As a NaNoWriMo winner last year, I received a sweet deal on a subscription to Great Courses Plus. I signed up for it because it had a series on Philosophy of Mind. My thinking was that if I couldn’t read my Philosophy of Mind texts and course work from 2012 well enough to remember, maybe I could watch a series of short video lectures and learn that way. It sort of worked. I couldn’t watch a 30-minute lecture in one go, and I didn’t remember much better. Actually, I don’t recall any of what I watched.
As regular readers know, I spent the summer relearning how to read with comprehension and began reading Philosophy of Mind again, this time being able to understand, remember, and extrapolate. Still, it’s tough. I can read only a few or two paragraphs at a time. So before my subscription ran out, I thought I’d re-watch the 30-minute lecture on Descartes and dualism to augment my reading.
Well. That was different!
I created imagery as I watched, just like I do when reading. It was kind of automatic, which is a really good sign that my brain has changed as a result of my reading rehab ie Visualizing and Verbalizing with Lindamood-Bell. I used a lot of the imagery I had created while reading Descartes’s meditations and some of the related course work.
The most astounding part: I understood the lecture at a much deeper level than I had prior to my summer of learning how to visualize and verbalize what I read. This week, I remembered bits he mentioned in his lecture that I hadn’t known or remembered from when I first watched his lecture or took the Philosophy of Mind course back in 2012 (what I’ve reread of the course so far didn’t mention the bits I learnt from the video lecture). I was able to connect the dots, almost seamlessly. I also watched the entire lecture.

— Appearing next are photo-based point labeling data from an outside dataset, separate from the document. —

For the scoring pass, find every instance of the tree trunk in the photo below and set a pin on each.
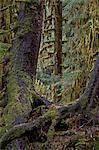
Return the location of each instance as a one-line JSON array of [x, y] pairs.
[[21, 69], [20, 97], [58, 49]]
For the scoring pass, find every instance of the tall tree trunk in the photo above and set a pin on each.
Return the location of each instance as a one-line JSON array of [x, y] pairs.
[[58, 48], [21, 69]]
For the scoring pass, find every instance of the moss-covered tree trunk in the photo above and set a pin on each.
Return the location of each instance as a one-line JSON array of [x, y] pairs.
[[20, 69], [19, 98]]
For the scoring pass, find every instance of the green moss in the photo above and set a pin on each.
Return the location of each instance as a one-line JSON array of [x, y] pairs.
[[52, 113]]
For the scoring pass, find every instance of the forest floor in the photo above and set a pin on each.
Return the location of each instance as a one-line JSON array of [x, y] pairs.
[[71, 137]]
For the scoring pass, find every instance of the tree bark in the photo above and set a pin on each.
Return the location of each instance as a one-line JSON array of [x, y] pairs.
[[20, 71], [21, 98]]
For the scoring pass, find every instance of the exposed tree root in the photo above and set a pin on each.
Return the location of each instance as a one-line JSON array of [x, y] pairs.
[[54, 112]]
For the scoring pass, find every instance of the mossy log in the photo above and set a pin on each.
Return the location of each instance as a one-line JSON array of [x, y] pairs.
[[20, 94]]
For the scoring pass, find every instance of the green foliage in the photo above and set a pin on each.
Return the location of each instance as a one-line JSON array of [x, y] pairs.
[[80, 32]]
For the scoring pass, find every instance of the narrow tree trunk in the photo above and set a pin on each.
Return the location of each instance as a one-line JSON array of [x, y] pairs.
[[58, 48]]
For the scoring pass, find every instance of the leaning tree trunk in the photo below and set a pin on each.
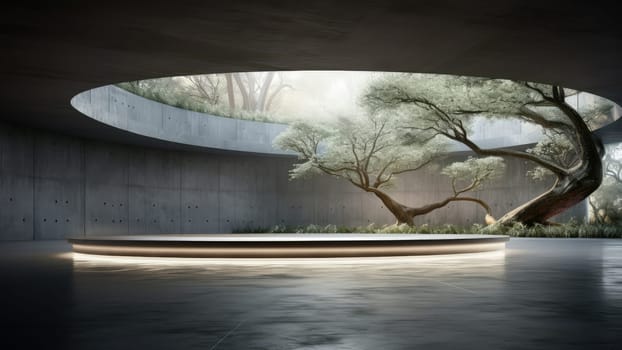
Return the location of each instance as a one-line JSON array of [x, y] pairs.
[[564, 194], [568, 189], [406, 215]]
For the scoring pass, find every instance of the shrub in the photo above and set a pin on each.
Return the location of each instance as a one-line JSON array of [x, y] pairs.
[[568, 230]]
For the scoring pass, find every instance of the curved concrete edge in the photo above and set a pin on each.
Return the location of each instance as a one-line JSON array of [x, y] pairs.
[[239, 246], [121, 109]]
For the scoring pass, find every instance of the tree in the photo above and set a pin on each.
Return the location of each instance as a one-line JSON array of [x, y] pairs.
[[606, 202], [205, 88], [256, 89], [446, 105], [368, 153]]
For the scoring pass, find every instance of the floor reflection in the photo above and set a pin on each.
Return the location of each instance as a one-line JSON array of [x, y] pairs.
[[539, 294]]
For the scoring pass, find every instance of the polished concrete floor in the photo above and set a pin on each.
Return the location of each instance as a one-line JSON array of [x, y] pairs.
[[539, 294]]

I’m actually watching shows and movies with fewer stoppages, too.
As a result, it was far more enjoyable — the mental work paid off. Just like with reading. The only thing I didn’t do properly was verbalize what I’d watched: speak out loud a word summary, tell myself the main idea, ask myself higher-order thinking questions. I should do that next time.
When you can watch or read with comprehension, it’s not a chore, it’s not disheartening, it’s rewarding.
So since I was again a NaNoWriMo winner and Great Courses Plus again offered a discount and this time in Canadian dollars, too, I re-subscribed so I could start watching the lectures all over again. And this year finish the series.